3. Align GTM strategies with AI-driven discovery
- Treat AI visibility as part of your GTM strategy. Positioning should be crafted with LLMs in mind.
- Partner with marketing and communications teams to integrate AI-optimized messaging into press releases, event content, and PR strategies.
- Track AI sentiment shifts to inform positioning adjustments over time.
4. Prepare for AI-driven product differentiation
- AI will compare and contrast competing solutions, so ensure your differentiators are explicit, factual, and easy for AI to extract.
- Encourage more customer testimonials and case studies. LLMs factor in sentiment from external sources.
- Leverage tools in your competitive intelligence programs to analyze AI-generated summaries of your brand and competitors.
Takeaways
Websites aren’t dying, but their role is shifting.
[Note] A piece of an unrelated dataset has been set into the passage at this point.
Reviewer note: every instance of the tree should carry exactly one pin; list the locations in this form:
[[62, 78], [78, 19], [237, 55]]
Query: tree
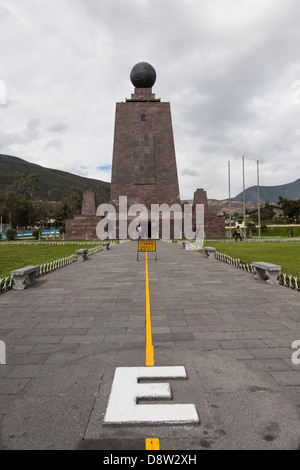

As AI-generated content and decentralized brand discovery become the norm, companies must get their narratives back.
As product marketers, we should shift our mindset from “How do we rank in Google?” to “How do we ensure AI represents us accurately?”
- Structured and fact-based content – AI models love clear, factual data.
- Machine-readable information – Schema markup, structured FAQs, and knowledge bases help AI understand context.
- Third-party validation – Media coverage, research citations, and expert contributions boost authority.
- Consistency across platforms – AI won’t know what to trust if your brand message is different everywhere.
Sure, we can’t control how AI references our brands, but we can influence what it learns from, and the brands that adapt now will thrive in the foreseeable future.